When it comes to simple home projects, most of us will be quite confident doing it on our own. I mean, why call a handyman if you’re trying to be frugal and you want to be independent, right? After all, the need to fix things will pop up here and there occasionally… better learn how to do them too. Truly, taking on a DIY project is a key element of house owning heritage. However, you need to know some DIY hazards that can put your health at risk. What are they? Here we find out:
Asbestos and Mesothelioma
Asbestos is a group of substances that we can find naturally in the environment as bundles of fibers. These materials can then be separated into thin, durable threads and used subsequently in construction. Research shows that exposure to asbestos is linked to cancer and the most common form is mesothelioma. This is a rare, aggressive form of cancer that primarily develops in the lining of the lungs or the abdomen. Mesothelioma has no known cure and has a poor prognosis.
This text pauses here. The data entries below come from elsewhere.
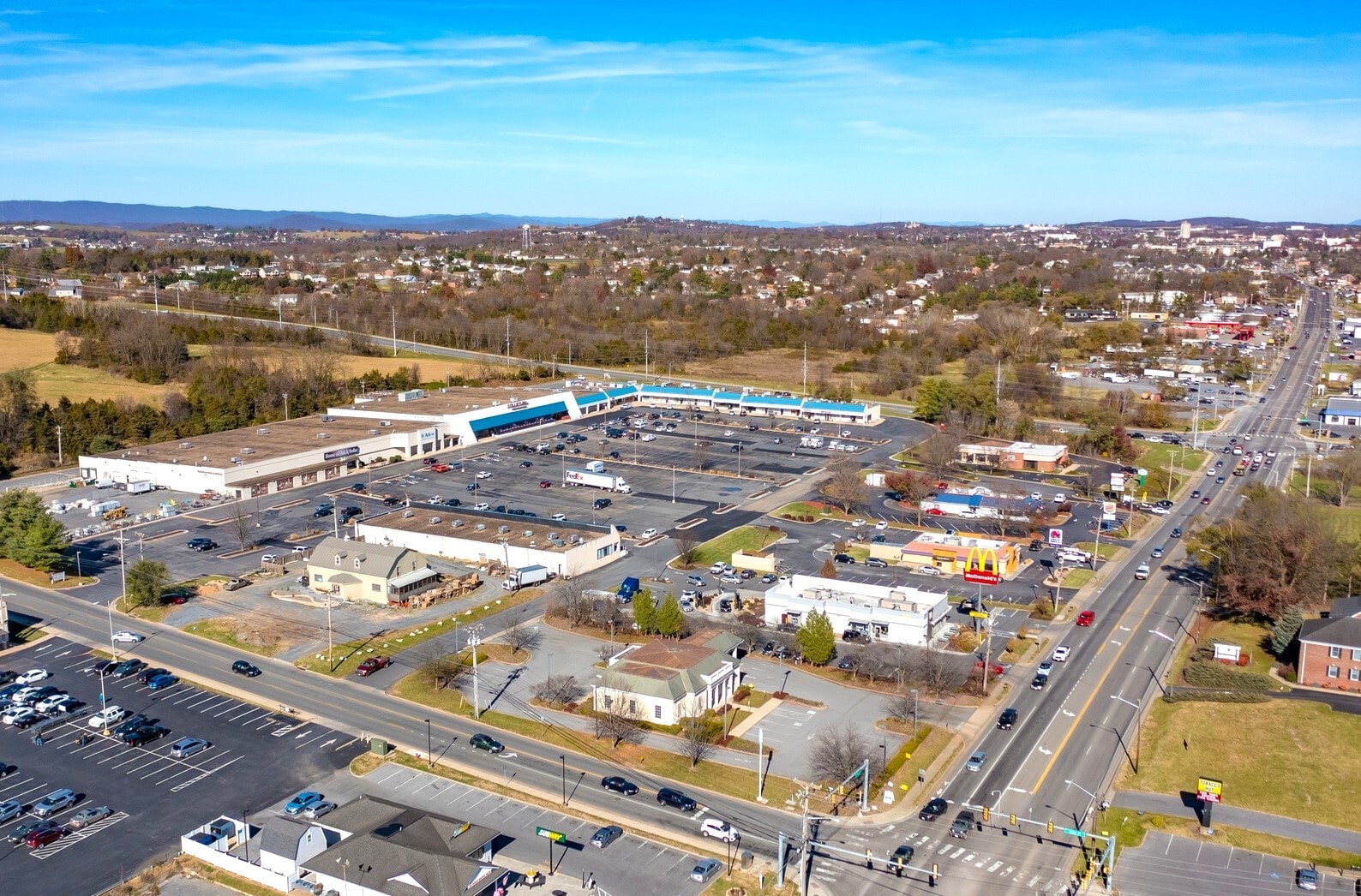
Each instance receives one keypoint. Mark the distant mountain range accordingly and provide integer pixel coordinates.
(141, 217)
(135, 217)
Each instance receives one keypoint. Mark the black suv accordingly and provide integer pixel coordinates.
(670, 797)
(932, 809)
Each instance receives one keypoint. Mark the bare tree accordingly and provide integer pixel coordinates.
(618, 721)
(441, 672)
(240, 523)
(520, 636)
(697, 740)
(836, 752)
(560, 690)
(847, 483)
(686, 546)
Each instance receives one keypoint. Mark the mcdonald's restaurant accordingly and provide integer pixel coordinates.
(951, 555)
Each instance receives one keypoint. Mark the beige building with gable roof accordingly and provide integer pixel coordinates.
(361, 571)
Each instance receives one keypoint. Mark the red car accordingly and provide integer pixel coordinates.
(372, 665)
(44, 836)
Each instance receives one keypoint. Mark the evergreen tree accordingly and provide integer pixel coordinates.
(670, 618)
(645, 611)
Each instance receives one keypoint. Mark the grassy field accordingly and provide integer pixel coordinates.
(710, 775)
(349, 654)
(237, 636)
(740, 539)
(1168, 456)
(33, 351)
(1274, 756)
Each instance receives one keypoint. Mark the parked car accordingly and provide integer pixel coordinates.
(370, 665)
(704, 870)
(303, 801)
(606, 835)
(486, 741)
(620, 785)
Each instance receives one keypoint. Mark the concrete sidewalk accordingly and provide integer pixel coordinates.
(1187, 805)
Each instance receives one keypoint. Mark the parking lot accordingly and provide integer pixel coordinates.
(254, 756)
(629, 865)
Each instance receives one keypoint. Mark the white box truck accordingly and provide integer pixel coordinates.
(608, 481)
(525, 576)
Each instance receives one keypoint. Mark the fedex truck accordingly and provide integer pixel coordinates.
(608, 481)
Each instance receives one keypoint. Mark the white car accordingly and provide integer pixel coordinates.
(111, 715)
(720, 830)
(48, 704)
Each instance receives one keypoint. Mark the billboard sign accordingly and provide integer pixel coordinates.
(1208, 789)
(981, 567)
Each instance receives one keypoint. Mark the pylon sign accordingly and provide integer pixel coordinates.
(981, 567)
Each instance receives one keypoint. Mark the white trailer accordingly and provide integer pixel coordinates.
(608, 481)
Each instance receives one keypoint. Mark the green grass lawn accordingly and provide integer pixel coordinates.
(710, 775)
(1284, 756)
(750, 539)
(349, 655)
(1166, 456)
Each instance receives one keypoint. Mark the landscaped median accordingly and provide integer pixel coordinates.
(347, 655)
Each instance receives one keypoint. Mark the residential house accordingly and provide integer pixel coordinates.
(1330, 648)
(666, 682)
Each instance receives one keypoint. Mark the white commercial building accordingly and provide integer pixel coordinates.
(483, 536)
(898, 615)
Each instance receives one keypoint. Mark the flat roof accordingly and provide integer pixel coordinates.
(539, 528)
(266, 442)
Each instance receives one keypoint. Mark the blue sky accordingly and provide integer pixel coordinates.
(763, 111)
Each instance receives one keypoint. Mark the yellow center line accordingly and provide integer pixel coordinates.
(1100, 684)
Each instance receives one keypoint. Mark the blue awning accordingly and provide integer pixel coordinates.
(509, 418)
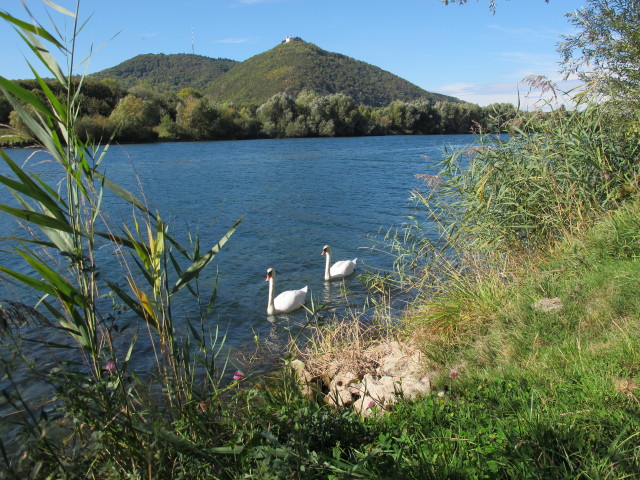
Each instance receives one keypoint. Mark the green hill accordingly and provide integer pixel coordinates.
(289, 67)
(298, 65)
(167, 72)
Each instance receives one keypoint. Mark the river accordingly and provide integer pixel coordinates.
(294, 196)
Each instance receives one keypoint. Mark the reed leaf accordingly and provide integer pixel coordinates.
(193, 271)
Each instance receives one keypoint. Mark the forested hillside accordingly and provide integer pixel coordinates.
(298, 65)
(167, 72)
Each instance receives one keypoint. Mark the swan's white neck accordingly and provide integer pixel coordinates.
(270, 308)
(327, 274)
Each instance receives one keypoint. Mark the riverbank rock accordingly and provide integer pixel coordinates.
(370, 380)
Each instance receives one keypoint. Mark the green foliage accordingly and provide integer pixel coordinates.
(605, 50)
(548, 179)
(296, 66)
(167, 73)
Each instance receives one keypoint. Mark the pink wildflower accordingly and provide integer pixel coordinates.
(110, 366)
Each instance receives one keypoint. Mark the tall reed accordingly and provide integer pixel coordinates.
(100, 402)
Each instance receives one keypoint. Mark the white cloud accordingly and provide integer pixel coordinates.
(234, 40)
(537, 33)
(509, 92)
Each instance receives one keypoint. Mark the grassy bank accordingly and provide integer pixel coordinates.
(527, 315)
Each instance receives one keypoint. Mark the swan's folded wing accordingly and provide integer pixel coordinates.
(343, 268)
(290, 300)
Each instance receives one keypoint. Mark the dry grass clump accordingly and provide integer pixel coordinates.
(345, 344)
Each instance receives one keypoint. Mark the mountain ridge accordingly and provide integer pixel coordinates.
(289, 67)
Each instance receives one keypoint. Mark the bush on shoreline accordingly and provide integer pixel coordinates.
(531, 316)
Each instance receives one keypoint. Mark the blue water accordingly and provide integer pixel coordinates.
(294, 196)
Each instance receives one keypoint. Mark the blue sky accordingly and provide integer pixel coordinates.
(463, 51)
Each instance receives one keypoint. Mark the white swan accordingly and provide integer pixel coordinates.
(340, 269)
(285, 302)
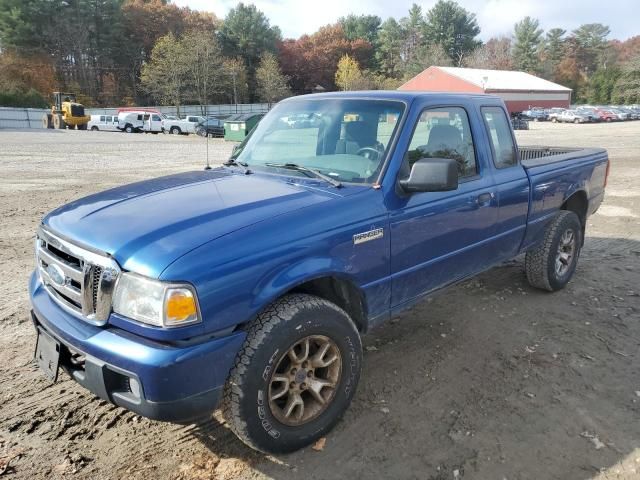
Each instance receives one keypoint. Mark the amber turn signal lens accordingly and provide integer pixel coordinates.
(180, 306)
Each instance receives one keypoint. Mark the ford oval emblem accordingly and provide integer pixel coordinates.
(56, 274)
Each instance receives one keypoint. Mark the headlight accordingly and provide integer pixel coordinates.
(154, 302)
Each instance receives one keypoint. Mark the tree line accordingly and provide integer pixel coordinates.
(127, 52)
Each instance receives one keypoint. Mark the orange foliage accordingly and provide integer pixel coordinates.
(313, 59)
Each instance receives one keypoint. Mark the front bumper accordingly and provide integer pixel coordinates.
(170, 382)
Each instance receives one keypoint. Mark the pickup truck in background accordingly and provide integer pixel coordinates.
(248, 286)
(183, 126)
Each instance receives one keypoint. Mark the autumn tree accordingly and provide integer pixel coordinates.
(312, 59)
(204, 64)
(453, 28)
(247, 34)
(528, 35)
(166, 76)
(272, 84)
(235, 80)
(348, 73)
(601, 85)
(627, 87)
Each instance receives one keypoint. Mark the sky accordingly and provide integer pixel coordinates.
(495, 17)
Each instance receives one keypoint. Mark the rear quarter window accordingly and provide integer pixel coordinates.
(504, 149)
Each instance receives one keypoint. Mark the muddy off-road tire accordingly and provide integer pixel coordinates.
(551, 264)
(301, 349)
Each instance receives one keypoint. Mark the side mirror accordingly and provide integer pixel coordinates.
(432, 175)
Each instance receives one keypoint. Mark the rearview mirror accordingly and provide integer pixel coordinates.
(432, 175)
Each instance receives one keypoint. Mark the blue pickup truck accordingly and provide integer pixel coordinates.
(248, 286)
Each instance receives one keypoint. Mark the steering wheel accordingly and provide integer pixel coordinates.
(367, 151)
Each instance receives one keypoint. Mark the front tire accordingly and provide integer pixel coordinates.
(295, 375)
(551, 264)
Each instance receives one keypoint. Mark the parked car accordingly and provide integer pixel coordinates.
(140, 121)
(621, 114)
(250, 285)
(607, 116)
(552, 113)
(590, 112)
(519, 123)
(184, 126)
(535, 114)
(633, 114)
(212, 127)
(572, 116)
(108, 123)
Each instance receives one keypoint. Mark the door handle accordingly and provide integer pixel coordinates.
(484, 199)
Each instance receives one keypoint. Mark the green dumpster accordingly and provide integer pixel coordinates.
(238, 126)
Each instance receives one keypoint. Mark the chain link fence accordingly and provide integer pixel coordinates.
(20, 118)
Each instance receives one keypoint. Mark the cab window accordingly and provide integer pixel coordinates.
(443, 133)
(504, 150)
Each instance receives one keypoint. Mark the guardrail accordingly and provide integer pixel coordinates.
(11, 117)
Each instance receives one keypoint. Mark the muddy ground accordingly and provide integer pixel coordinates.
(490, 380)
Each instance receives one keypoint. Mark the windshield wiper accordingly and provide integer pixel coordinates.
(300, 168)
(234, 163)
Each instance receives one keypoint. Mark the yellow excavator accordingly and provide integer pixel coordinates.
(65, 113)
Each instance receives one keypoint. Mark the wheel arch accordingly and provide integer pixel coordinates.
(577, 203)
(335, 287)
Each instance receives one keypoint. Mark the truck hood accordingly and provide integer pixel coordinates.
(145, 226)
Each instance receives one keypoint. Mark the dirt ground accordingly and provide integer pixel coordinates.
(490, 380)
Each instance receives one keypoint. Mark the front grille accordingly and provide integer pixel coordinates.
(77, 111)
(78, 279)
(95, 285)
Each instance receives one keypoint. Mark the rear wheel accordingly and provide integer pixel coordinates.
(295, 375)
(551, 264)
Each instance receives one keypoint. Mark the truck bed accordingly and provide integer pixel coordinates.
(536, 156)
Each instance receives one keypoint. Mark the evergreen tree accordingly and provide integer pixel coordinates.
(453, 28)
(528, 35)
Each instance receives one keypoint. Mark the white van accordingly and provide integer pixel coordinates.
(108, 123)
(140, 121)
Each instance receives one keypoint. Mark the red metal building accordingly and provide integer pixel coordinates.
(520, 91)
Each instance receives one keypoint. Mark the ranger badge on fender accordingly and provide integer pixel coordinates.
(367, 236)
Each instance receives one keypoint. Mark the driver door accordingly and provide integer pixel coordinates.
(440, 237)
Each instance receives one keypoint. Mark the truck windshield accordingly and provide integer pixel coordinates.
(345, 139)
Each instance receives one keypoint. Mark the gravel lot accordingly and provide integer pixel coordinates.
(493, 380)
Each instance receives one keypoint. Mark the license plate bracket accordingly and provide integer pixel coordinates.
(47, 354)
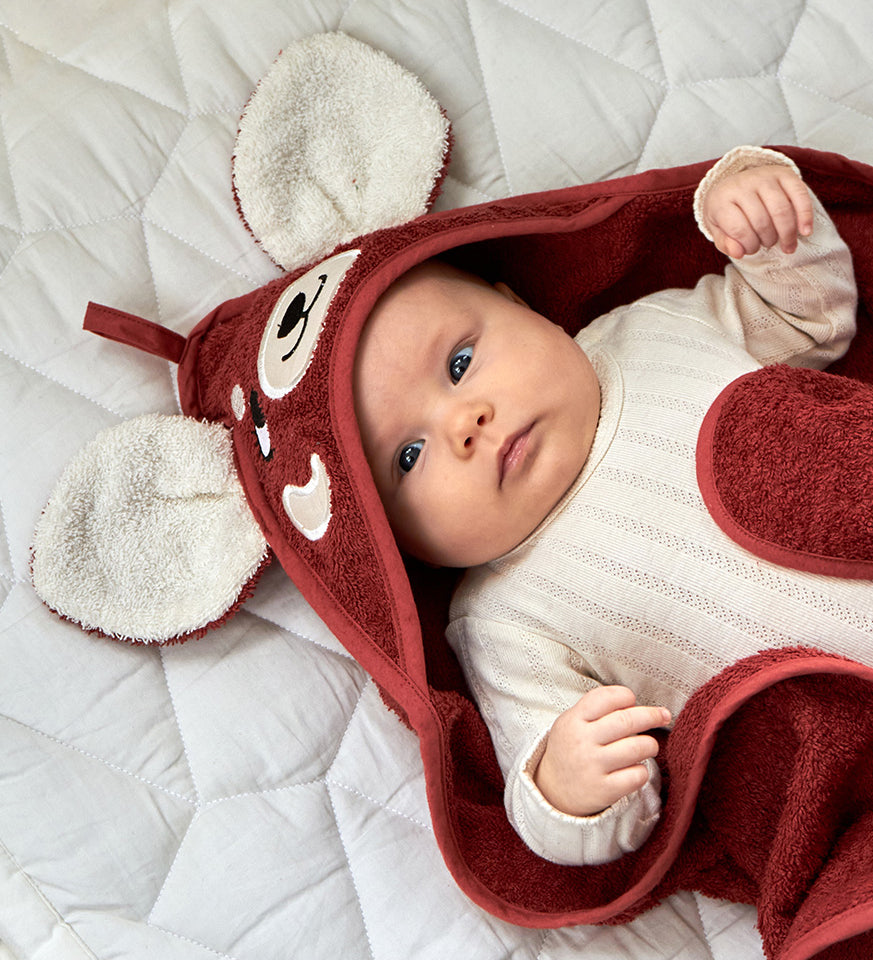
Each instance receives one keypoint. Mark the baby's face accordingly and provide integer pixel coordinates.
(476, 414)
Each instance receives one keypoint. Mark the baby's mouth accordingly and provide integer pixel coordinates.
(512, 452)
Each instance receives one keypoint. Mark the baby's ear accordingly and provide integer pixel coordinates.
(147, 536)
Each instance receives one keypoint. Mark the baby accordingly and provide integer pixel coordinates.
(561, 472)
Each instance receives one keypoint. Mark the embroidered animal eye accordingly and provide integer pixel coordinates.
(458, 363)
(408, 456)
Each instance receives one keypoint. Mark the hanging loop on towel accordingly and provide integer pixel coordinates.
(134, 331)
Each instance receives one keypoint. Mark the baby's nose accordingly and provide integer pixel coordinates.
(467, 427)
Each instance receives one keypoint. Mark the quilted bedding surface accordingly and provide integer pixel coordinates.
(248, 795)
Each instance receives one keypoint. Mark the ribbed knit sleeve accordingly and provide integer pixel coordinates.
(628, 580)
(796, 308)
(522, 682)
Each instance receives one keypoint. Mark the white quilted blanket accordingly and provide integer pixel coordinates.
(248, 795)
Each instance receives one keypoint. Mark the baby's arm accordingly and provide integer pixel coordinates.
(790, 297)
(595, 751)
(528, 687)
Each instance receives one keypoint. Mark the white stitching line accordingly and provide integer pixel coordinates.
(93, 756)
(823, 96)
(65, 386)
(164, 229)
(185, 92)
(354, 879)
(587, 46)
(195, 943)
(179, 728)
(37, 889)
(488, 100)
(306, 638)
(330, 781)
(90, 73)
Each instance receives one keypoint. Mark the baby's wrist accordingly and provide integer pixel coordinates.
(734, 162)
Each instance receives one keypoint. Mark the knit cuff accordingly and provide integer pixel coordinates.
(737, 160)
(600, 838)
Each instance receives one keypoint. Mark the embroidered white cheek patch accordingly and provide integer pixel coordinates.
(287, 347)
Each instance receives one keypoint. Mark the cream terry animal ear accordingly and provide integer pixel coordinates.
(337, 141)
(148, 536)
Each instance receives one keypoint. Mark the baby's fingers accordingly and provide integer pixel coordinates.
(788, 211)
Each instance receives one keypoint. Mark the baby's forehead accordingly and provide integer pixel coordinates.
(413, 296)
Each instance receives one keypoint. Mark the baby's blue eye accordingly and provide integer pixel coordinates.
(458, 363)
(408, 456)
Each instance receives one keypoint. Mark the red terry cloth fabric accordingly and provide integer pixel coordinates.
(572, 254)
(769, 801)
(785, 467)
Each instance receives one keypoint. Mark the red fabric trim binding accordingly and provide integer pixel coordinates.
(134, 331)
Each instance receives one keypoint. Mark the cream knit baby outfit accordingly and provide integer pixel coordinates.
(629, 580)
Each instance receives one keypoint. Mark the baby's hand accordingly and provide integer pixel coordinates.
(758, 208)
(595, 750)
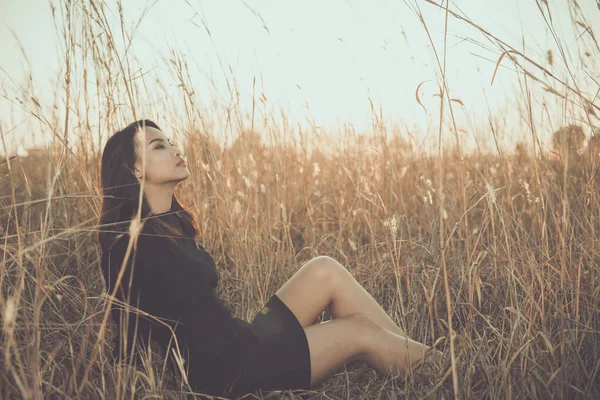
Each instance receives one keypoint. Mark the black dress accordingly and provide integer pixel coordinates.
(224, 355)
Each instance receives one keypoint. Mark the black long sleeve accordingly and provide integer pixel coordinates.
(178, 284)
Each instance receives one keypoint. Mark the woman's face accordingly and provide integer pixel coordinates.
(162, 157)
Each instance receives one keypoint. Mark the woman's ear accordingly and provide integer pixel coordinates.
(138, 172)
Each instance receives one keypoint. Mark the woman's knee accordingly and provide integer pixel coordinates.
(326, 269)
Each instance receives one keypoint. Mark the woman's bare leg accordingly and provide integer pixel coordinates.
(324, 282)
(357, 338)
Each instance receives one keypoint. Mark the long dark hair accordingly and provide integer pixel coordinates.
(121, 192)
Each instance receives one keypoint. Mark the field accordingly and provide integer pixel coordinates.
(491, 256)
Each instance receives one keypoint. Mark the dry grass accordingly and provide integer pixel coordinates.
(492, 256)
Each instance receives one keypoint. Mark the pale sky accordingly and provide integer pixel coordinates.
(319, 59)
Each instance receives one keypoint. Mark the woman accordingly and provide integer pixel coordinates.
(170, 277)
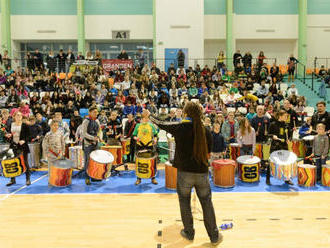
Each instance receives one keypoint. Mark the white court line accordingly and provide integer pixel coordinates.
(23, 187)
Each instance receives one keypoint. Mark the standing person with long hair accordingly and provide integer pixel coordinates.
(193, 144)
(279, 132)
(19, 138)
(246, 137)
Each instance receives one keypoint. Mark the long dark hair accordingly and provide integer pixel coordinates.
(200, 149)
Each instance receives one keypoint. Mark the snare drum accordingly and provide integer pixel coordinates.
(34, 155)
(248, 168)
(117, 153)
(99, 164)
(13, 167)
(145, 164)
(326, 175)
(170, 176)
(308, 143)
(67, 146)
(234, 151)
(298, 147)
(306, 175)
(283, 164)
(224, 173)
(60, 172)
(76, 155)
(262, 151)
(126, 144)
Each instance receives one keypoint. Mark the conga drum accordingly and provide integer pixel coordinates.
(99, 165)
(248, 168)
(126, 144)
(170, 176)
(308, 143)
(326, 175)
(12, 166)
(76, 155)
(171, 147)
(234, 151)
(60, 172)
(306, 175)
(262, 151)
(224, 173)
(117, 153)
(283, 164)
(145, 164)
(35, 154)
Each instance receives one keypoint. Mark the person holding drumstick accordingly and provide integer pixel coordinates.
(19, 137)
(53, 144)
(193, 145)
(145, 135)
(278, 131)
(91, 135)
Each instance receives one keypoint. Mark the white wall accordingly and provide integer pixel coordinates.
(272, 48)
(178, 14)
(285, 26)
(99, 27)
(214, 27)
(318, 37)
(25, 27)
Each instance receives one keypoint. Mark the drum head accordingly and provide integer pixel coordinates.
(234, 144)
(307, 166)
(309, 138)
(63, 163)
(220, 162)
(145, 154)
(102, 156)
(283, 157)
(248, 159)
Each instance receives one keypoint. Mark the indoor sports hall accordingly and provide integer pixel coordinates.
(164, 123)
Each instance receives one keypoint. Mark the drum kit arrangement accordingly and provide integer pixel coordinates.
(284, 165)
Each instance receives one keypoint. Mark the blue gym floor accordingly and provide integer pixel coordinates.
(124, 183)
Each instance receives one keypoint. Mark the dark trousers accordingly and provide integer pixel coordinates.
(87, 151)
(140, 148)
(200, 181)
(319, 162)
(27, 173)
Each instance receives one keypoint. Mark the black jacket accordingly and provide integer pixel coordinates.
(184, 142)
(24, 135)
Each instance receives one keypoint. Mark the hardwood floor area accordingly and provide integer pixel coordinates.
(269, 220)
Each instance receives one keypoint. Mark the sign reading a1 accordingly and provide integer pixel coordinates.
(120, 35)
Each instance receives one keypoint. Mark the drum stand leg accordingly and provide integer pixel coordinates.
(195, 210)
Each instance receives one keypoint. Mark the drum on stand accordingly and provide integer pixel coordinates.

Volatile Organic Compounds
Volatile organic compounds are emitted as gases from certain solids or liquids. These include a variety of chemicals, some of which may have short- and long-term adverse health effects. DIY advocates will often complain of eye, nose, and throat irritation. The worst health hazard you can get from VOCs though is damage to the liver, kidney, and central nervous system. Sources of VOCs include:
- Paints, paint strippers, and other solvents
- Wood preservatives
- Aerosol sprays
- Cleansers and disinfectants
- Moth repellents and air fresheners
- Stored fuels and automotive products
- Hobby supplies
- Dry-cleaned clothing
- Building materials and furnishings
Common Equipment Injuries
This is probably your least concern compared to the first two DIY hazards but don’t celebrate just yet. The number of people who are hurt from common home improvement objects and DIY tools can reach up to more than 200,000 a year. Also, one in five DIY advocates wind up in the hospital every single year due to accidents that occur during those projects. The most common culprits, however, are ladders, hand tools, table tools such as saws, and knives. Predictably, knives and scalpels occupy the top spot but even the screwdriver can result to thousands of visits to the accident department. You can never be too sure.
Prevention is Key
This you already know but it’s hard to follow isn’t it? In your mind, you probably think you’re in a safe environment, you know your limits, and how hard could it be? However, to avoid common DIY mistakes and injuries, take precautions ALL THE TIME. Wear protective eye glasses when you’re working with tools or harsh chemicals. Wear gloves when cleaning or working with landscaping tools and wear protective footwear while doing the project. Keep kids and pets away from all work areas because they can also be harmed or can even cause distractions that could in turn lead to accidents. If you’ve become not so confident doing DIY projects, there’s always a Handyman you can call.